From Contested Territories to alternatives of development
Learning from Latin America
Dr Gabriel Silvestre, Dr Jorge Catalá, Dr Josep Cru, Dr Lorenza Fontana, Daniel Mallo, Dr Gabriel Silvestre, Armelle Tardiveau, Dr Sharon Velasquez Orta are working together on this project which started in January 2022 and is due for completion in December 2025. Funded by the European Union's Horizon 2020 Research and Innovation Programme this project also includes work from the following partner institutions; Universität Leipzig – lead partner (Germany), University of Leeds (UK), University of Sheffield (UK), Universidad Autonoma De Madrid (Spain), Politecnico di Milano (Italy), Centre National de la Recherche Scientifique (France), Institut de Recherche pour le Developpement (France), Universidad de Buenos Aires (Argentina), Universidad de Chile, Universidad de la Frontera (Chile), Flacso (Ecuador), Universidad Mayor de San Andres (Bolivia), Pontificia Universidad Javeriana (Colombia), and Centro de Estudios Urbanos y Regionales (Argentina). This work is being supported by non-academic partners such as Torero Film (Germany), Basurama (Spain), Habita65 (Portugal), La Hidra (Spain), and Asociacion Civil por la Igualdad y la Justicia (Argentina).
Synopsis of the research project
The overall objective of CONTESTED_TERRITORY is to form an international and intersectoral network of organisations from across Europe and Latin America on a joint research programme that pursues conceptual and empirical knowledge generation on innovative and sustainable bottom-up models of territorial development.
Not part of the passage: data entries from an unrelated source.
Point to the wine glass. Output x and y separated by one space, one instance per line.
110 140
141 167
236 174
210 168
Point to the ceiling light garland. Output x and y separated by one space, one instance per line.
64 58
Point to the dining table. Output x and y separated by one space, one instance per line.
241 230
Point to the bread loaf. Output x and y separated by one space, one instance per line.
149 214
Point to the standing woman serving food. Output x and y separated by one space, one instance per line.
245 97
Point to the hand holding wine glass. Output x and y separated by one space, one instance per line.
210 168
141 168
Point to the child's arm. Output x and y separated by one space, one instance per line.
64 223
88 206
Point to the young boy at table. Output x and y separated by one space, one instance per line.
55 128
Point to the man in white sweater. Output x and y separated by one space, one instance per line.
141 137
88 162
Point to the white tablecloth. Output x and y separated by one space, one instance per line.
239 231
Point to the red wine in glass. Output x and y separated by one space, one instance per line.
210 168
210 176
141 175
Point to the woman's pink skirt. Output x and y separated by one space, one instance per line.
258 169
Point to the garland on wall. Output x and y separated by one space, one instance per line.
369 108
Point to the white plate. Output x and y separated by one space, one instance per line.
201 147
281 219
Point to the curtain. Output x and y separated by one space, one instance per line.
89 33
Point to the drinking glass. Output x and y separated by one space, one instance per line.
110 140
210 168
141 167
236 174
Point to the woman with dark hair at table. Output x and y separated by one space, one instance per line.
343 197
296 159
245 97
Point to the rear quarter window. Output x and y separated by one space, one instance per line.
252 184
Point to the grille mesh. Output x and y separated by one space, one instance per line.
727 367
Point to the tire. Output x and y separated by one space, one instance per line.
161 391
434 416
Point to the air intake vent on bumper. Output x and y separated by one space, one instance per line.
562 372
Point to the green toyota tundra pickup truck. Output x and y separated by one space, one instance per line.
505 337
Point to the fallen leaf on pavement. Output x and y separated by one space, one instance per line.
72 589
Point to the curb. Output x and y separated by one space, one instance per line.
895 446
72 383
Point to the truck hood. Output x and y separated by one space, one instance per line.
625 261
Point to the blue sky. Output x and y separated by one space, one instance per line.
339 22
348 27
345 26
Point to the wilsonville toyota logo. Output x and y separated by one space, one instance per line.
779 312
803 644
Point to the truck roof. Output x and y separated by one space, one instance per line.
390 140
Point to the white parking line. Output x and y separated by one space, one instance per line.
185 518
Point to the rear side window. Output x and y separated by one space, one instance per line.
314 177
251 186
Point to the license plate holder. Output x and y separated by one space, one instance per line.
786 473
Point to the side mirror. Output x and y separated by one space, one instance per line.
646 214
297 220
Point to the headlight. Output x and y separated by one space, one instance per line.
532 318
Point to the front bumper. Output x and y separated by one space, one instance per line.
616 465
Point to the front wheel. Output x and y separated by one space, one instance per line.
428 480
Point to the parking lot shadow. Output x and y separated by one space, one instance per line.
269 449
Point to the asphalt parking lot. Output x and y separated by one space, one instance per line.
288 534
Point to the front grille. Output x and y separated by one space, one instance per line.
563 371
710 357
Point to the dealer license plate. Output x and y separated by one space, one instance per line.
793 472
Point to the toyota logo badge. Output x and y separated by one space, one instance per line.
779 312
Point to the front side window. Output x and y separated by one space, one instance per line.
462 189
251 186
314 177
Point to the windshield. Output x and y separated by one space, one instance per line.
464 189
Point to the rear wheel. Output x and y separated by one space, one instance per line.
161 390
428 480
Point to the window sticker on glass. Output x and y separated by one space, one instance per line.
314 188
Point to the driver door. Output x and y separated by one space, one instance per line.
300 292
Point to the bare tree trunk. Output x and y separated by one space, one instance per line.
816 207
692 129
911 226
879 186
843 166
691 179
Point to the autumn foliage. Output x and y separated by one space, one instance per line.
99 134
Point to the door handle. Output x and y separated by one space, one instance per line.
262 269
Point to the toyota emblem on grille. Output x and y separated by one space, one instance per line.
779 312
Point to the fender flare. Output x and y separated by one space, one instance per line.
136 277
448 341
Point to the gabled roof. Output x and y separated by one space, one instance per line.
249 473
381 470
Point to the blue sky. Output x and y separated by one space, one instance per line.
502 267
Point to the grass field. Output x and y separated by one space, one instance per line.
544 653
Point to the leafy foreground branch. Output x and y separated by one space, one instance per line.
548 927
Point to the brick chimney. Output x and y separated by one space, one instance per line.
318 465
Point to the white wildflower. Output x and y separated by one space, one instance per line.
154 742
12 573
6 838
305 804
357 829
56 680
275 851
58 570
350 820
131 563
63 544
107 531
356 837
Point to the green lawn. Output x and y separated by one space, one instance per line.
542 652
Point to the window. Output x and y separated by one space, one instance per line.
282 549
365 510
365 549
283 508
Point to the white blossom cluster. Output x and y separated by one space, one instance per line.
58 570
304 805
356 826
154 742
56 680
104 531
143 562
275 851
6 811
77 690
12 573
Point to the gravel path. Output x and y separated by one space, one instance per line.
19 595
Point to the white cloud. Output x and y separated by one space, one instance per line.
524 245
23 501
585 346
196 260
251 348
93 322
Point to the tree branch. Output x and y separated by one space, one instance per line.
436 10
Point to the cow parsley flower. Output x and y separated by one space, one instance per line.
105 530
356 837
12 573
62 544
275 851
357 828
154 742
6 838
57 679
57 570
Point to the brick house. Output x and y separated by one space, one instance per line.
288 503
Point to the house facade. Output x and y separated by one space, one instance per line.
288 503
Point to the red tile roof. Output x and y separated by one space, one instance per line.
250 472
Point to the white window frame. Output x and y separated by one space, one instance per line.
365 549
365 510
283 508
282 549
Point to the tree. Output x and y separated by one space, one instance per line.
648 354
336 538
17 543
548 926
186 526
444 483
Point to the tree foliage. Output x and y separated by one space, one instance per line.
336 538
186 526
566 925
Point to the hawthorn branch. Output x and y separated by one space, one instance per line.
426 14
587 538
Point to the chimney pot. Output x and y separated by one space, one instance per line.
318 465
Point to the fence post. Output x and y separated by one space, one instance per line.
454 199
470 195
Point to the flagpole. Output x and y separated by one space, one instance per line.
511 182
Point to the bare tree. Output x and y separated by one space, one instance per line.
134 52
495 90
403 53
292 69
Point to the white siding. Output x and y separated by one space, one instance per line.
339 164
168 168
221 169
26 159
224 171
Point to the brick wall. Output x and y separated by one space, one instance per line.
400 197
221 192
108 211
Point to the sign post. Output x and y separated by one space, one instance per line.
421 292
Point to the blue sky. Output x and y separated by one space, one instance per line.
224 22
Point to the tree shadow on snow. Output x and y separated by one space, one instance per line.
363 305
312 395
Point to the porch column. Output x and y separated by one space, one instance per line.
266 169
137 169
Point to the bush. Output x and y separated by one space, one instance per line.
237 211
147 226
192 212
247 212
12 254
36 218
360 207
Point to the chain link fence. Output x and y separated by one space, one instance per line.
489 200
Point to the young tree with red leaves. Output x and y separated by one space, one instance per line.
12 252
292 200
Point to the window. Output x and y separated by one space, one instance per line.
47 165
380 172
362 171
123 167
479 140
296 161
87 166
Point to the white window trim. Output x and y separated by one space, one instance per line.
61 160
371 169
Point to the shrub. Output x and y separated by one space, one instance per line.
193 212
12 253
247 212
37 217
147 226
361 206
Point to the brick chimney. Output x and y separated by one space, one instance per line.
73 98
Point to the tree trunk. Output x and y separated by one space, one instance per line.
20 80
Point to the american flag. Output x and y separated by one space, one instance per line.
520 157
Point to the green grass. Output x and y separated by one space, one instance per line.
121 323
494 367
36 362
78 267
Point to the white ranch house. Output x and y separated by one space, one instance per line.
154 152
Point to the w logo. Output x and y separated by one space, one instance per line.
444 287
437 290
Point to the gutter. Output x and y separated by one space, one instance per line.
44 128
We consider community-led practice enacting alternative knowledge as basis for a productive framework to grasp transformations of space and society supporting local-to-global knowledge diffusion. In particular, the RISE action will deliver novel understandings on how ordinary people produce innovative models for more sustainable and resilient environments. By this, we will learn how they shape, negotiate, imagine and collaboratively manage territories in contested and uneven power relations and how they progress models of social integration.